They say a man begins his own death when his father passes away.
Does he then begin a new life when his first child is born?
I’m a new Dad and my daughter is just three months old. I never expected her to transform the very essence of time: every moment is stamped with extra meaning and her rapid change spotlights the passing time. What a gift it is to be reminded that our lives are fleeting. It makes me cherish her so much more. She is so precious.
I can’t believe that all parents experience this condition of love that I didn’t know existed. It might not be a secret, but you can’t know it, really know it, until you’ve experienced it.
It radiates from that part of me that has always been there. I feel it start just below my chest and it climbs through my shoulders, down my arms and up my neck until I smile in full radiance and my arms uncontrollably reach for a hug. At this point, my whole body teems with love and it invites her in close.
I am on an emotional ride: one moment I dream of who she might become, and the next, I foolishly wish she never grows up. Fatherhood has taught me that I will be pulled savagely in all directions at once.
In an instant her tiny smile brings me to tears. My fiancé catches me crying with my daughter in my arms so often that I’m starting to relish the care in her voice when she asks, “What’s wrong?”
I always say, “Nothing.”
But it is far from nothing. How can I love this little human so much?
I’ve seen people weep instantly when memories of recently lost loved ones flood their senses. The baby smiles and tears are just as moving but they are as different as life and death. The tears of memory are filled with longing and loss.
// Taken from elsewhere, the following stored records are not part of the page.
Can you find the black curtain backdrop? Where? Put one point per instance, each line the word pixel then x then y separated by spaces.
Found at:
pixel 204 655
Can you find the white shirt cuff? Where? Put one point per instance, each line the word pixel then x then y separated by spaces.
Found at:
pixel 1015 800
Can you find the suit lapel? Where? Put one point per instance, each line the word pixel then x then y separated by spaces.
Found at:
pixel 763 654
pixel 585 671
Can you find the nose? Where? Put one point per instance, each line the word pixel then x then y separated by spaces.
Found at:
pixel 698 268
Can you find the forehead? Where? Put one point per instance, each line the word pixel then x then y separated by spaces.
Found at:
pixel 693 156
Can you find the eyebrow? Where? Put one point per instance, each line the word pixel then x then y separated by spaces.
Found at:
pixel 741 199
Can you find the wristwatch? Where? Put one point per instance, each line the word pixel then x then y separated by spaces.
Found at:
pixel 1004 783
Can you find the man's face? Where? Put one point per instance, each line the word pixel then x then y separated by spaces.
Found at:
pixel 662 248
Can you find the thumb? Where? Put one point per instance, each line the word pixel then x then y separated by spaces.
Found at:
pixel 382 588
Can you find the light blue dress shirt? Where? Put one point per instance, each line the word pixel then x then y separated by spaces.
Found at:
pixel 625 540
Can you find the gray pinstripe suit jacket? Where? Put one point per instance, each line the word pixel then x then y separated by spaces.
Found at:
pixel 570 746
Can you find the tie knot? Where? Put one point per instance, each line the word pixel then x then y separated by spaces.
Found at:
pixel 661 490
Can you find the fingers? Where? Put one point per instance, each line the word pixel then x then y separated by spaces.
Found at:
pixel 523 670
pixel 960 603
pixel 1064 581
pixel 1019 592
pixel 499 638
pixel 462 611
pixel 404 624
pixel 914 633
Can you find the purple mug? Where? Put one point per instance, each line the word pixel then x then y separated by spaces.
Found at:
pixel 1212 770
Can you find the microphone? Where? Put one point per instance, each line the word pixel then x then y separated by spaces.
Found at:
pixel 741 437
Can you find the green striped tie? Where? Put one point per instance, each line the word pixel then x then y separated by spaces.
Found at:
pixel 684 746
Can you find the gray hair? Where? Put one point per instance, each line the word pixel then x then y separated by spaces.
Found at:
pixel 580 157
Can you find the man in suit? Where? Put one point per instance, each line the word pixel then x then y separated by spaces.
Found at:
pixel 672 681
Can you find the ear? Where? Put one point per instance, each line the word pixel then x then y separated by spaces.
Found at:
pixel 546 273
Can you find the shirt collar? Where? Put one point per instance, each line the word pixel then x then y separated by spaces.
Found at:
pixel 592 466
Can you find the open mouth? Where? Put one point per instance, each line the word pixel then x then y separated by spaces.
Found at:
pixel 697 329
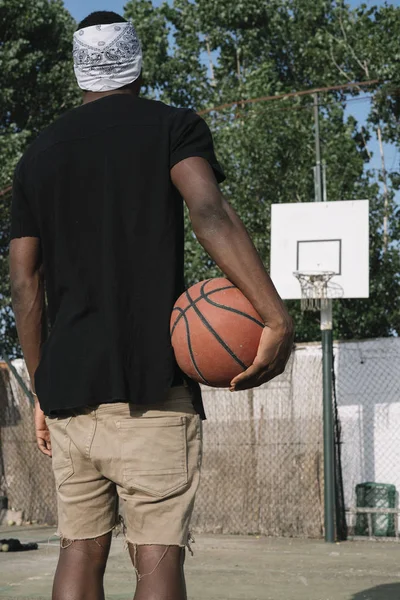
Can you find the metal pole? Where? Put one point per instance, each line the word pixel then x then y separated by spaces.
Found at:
pixel 318 167
pixel 329 449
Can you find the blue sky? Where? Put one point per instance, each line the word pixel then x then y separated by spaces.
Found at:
pixel 81 8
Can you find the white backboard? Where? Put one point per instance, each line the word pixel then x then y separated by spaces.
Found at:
pixel 321 236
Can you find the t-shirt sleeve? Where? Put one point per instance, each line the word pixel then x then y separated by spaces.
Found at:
pixel 191 136
pixel 23 223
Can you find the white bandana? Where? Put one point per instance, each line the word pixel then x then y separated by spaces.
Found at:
pixel 106 57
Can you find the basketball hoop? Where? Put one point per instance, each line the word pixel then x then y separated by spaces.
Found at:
pixel 317 289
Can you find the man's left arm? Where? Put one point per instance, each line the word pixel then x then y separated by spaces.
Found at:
pixel 28 301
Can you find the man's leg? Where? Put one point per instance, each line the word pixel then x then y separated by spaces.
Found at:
pixel 80 569
pixel 159 572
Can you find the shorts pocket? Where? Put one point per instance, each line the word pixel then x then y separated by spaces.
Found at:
pixel 62 464
pixel 154 454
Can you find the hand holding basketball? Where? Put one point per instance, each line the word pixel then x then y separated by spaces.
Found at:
pixel 273 353
pixel 220 340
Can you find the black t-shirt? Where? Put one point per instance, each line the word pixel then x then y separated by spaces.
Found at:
pixel 95 187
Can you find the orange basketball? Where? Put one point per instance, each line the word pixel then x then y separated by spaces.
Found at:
pixel 215 332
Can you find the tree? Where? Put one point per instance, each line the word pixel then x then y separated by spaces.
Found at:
pixel 36 85
pixel 215 53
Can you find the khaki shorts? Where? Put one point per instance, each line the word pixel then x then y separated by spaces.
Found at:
pixel 148 456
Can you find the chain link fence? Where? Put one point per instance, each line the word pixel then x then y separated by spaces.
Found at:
pixel 263 449
pixel 26 477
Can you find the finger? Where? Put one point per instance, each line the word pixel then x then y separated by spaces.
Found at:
pixel 240 380
pixel 43 447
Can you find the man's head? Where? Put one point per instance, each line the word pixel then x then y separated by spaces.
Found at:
pixel 107 54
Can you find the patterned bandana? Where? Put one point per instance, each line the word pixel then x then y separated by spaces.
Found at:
pixel 106 57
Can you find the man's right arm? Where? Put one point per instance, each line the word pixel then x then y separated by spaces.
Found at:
pixel 222 234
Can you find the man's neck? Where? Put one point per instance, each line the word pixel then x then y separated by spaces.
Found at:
pixel 92 96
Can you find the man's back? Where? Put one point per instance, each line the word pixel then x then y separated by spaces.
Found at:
pixel 110 222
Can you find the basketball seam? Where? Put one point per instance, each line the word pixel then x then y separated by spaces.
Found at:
pixel 215 334
pixel 189 343
pixel 229 308
pixel 182 311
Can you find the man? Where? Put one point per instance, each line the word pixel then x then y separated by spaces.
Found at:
pixel 97 221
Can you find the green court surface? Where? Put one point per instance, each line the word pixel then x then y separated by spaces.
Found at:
pixel 228 568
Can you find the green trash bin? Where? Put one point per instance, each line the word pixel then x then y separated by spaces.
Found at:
pixel 376 495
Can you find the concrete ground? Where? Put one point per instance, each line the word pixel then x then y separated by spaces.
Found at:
pixel 228 568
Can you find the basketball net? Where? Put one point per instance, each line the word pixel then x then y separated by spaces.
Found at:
pixel 316 289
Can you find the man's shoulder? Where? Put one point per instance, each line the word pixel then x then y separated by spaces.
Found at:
pixel 45 138
pixel 163 109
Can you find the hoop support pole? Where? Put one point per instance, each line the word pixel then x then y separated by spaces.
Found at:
pixel 329 470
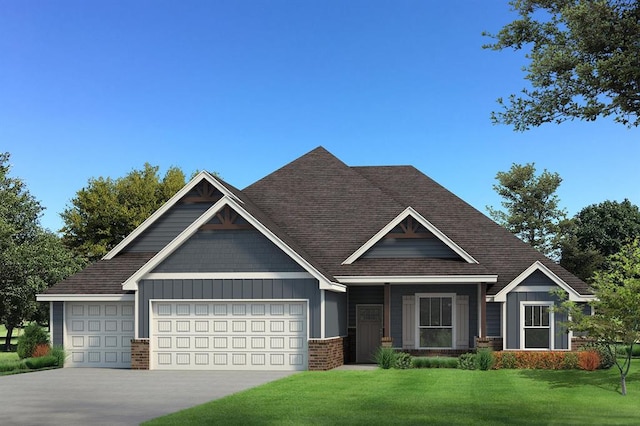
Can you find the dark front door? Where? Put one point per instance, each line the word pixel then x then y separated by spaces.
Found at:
pixel 368 331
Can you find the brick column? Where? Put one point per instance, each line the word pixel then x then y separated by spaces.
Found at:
pixel 139 354
pixel 326 354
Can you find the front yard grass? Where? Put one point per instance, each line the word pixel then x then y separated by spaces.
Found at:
pixel 439 396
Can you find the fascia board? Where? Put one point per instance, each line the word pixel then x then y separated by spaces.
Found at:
pixel 85 297
pixel 166 206
pixel 409 211
pixel 501 296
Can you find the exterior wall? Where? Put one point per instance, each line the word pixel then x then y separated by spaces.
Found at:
pixel 57 327
pixel 326 354
pixel 167 227
pixel 399 248
pixel 256 289
pixel 335 308
pixel 140 354
pixel 561 338
pixel 397 291
pixel 228 251
pixel 494 313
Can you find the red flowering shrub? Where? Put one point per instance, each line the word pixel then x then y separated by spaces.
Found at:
pixel 588 360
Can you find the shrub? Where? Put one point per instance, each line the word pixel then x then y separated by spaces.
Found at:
pixel 484 359
pixel 403 360
pixel 606 357
pixel 435 362
pixel 588 360
pixel 41 349
pixel 33 336
pixel 385 357
pixel 467 361
pixel 60 354
pixel 41 362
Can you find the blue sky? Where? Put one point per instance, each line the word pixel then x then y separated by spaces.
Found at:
pixel 98 88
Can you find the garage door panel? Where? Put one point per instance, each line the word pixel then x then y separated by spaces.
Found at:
pixel 229 335
pixel 99 334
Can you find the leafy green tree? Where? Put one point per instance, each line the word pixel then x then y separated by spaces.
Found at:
pixel 530 206
pixel 616 318
pixel 31 259
pixel 598 231
pixel 584 61
pixel 107 210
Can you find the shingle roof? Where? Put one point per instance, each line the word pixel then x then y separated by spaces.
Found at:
pixel 103 276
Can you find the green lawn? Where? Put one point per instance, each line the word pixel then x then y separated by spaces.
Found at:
pixel 428 396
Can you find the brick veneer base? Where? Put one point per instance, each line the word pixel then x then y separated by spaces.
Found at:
pixel 326 354
pixel 140 354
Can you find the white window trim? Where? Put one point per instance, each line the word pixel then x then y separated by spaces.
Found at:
pixel 453 318
pixel 552 339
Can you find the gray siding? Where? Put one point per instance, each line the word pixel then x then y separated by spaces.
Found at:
pixel 410 248
pixel 494 312
pixel 57 328
pixel 335 314
pixel 397 291
pixel 229 289
pixel 228 251
pixel 167 227
pixel 370 295
pixel 513 318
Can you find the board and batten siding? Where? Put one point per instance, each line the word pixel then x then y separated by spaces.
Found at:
pixel 335 308
pixel 404 248
pixel 398 291
pixel 167 227
pixel 57 327
pixel 239 289
pixel 494 325
pixel 228 251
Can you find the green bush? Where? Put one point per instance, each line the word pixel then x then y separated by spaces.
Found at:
pixel 41 362
pixel 33 336
pixel 484 359
pixel 606 357
pixel 385 357
pixel 60 355
pixel 434 362
pixel 403 360
pixel 467 361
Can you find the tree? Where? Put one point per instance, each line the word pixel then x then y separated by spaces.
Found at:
pixel 616 318
pixel 531 205
pixel 31 259
pixel 598 231
pixel 107 210
pixel 584 61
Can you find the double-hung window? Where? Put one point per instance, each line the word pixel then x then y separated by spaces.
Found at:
pixel 537 325
pixel 435 320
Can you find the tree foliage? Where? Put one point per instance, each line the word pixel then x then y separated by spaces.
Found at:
pixel 107 210
pixel 598 231
pixel 530 205
pixel 584 61
pixel 616 318
pixel 31 258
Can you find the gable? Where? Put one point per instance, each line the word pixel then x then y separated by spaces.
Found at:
pixel 408 240
pixel 410 235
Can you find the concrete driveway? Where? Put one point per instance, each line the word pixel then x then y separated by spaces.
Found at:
pixel 88 396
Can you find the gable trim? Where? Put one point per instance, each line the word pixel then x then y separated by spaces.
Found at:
pixel 166 206
pixel 418 279
pixel 501 296
pixel 409 211
pixel 132 282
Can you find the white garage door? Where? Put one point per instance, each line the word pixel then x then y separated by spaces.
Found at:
pixel 99 334
pixel 229 335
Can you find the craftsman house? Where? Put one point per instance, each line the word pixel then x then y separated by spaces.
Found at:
pixel 314 265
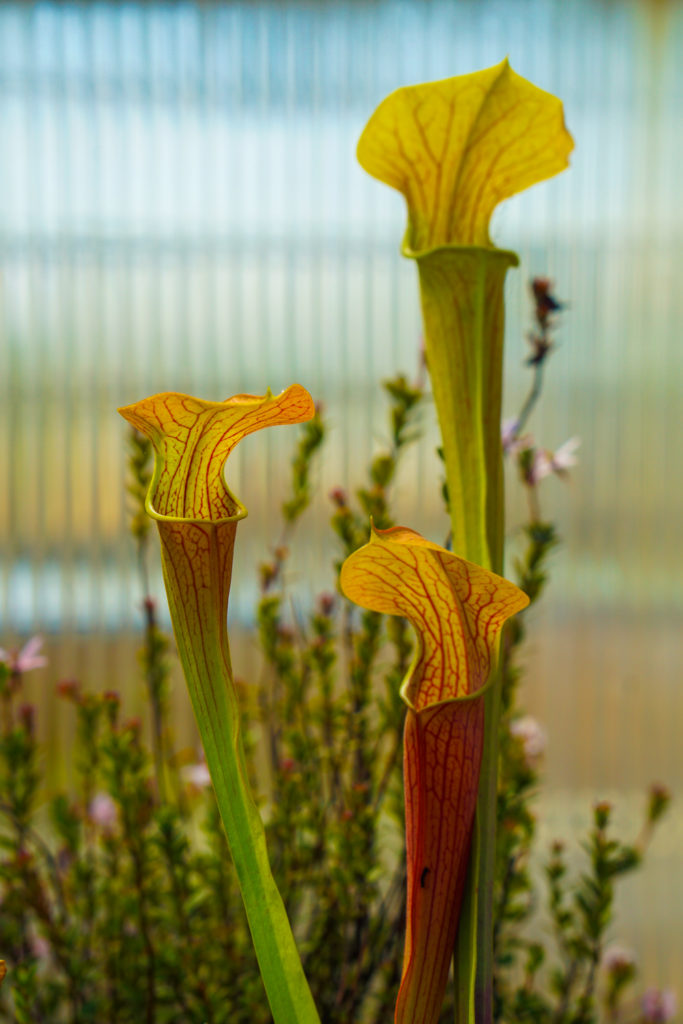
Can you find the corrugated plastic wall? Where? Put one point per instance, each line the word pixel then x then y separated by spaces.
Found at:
pixel 180 209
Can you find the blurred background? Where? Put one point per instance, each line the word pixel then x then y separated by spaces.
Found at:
pixel 180 209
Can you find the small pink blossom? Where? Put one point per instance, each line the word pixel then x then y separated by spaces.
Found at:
pixel 102 811
pixel 564 457
pixel 658 1006
pixel 27 658
pixel 544 463
pixel 531 735
pixel 198 775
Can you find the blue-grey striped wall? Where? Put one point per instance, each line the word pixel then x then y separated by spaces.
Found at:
pixel 180 209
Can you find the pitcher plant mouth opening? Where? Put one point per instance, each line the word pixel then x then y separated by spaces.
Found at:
pixel 458 610
pixel 193 438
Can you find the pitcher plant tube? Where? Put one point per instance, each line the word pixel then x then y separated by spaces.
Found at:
pixel 197 517
pixel 458 610
pixel 456 148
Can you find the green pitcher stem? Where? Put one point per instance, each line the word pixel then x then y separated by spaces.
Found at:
pixel 197 558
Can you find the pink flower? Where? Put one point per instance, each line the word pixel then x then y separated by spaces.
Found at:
pixel 102 811
pixel 531 735
pixel 564 457
pixel 198 775
pixel 544 463
pixel 27 658
pixel 658 1007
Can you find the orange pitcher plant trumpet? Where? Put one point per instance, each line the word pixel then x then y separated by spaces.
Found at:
pixel 458 610
pixel 198 516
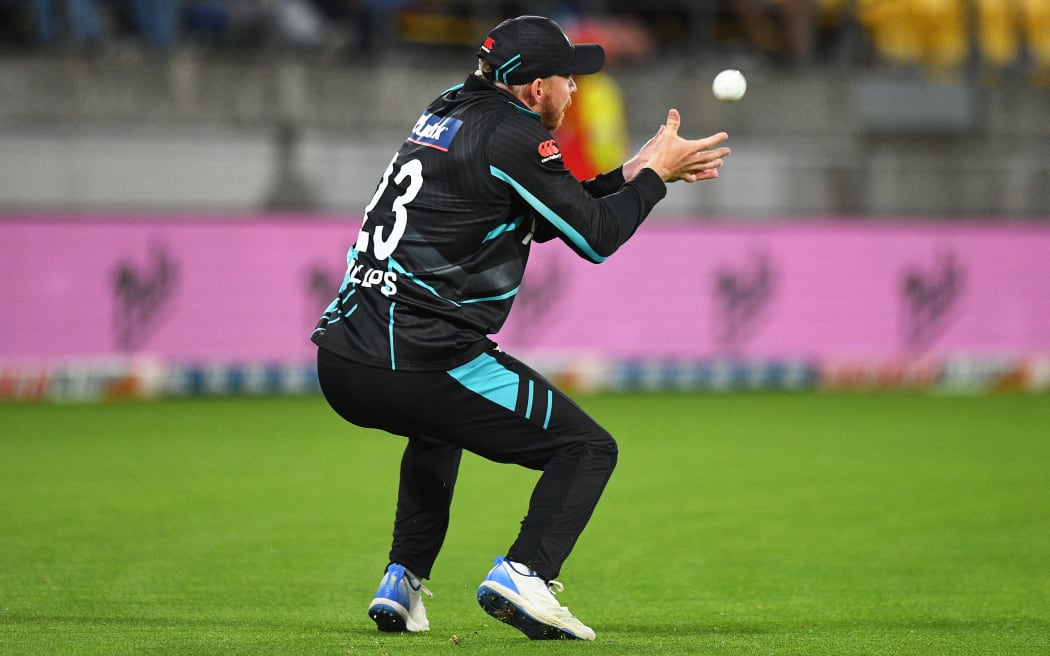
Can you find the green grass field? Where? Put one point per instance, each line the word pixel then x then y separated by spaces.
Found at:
pixel 735 524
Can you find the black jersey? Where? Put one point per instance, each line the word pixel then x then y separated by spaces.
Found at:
pixel 445 238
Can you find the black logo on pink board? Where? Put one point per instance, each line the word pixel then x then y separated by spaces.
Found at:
pixel 143 292
pixel 929 296
pixel 741 297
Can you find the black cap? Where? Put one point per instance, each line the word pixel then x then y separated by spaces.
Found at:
pixel 521 49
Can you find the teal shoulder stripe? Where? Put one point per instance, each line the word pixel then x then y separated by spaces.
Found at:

The smile tears are filled with love and wonder.
They flatten me all the same.
When I’m overcome with smile tears, if I inspect them deeper, there is some fear tucked in behind the joy and wonder.
What if I can’t do my part? What if I can’t be a good dad? What if I make a big mistake and she ends up hating me? What if I make a thousand too many mistakes? So many little mistakes that I could never remember them all or ever repair enough of them — as if I could locate each one — to save her from the pain. A chasm between us created by forgotten mistakes that pushed us farther apart until nothing could span the void and bring us back together.
That would be heartbreak hell. I’d do anything to save me from the heartbreak of being hated by my child that I can’t help but love.
Which brings us back to those smile tears. They’re here now, the tears.
I’m laying horizontal on the couch. I decided to write this on my phone because the depth and meaning wouldn’t come at my desk. My cheeks are streaked with wet tears pooling on the pillow beneath my head. My throat is tight and I’ve swallowed three marbles that won’t go up or down.
And every time this feeling comes, like waves on the shore, I let its power wash over me. I don’t diminish it, speed through it, or ignore it. I marvel in it with my full existence.
Those tears are many things. Varied feelings of wonder and joy, fear and worry. But above all, they are love.
Unconditional love. And if I can keep that feeling front and center, and never lose it in the milieu of this life — between life and death — I reckon I stand the best chance of raising a wholesome, loving daughter.
I will know when to let things be and let her forge her own path. I will know when I am needed to guide, to protect, to encourage.
And when I get it wrong, if I can keep that ember of love warming my heart, I will return to the right path. The emotions will guide me.
She will never know how unconditionally loved she is until she has her first child, and in an instant she too will be moved to tears by tiny smiles.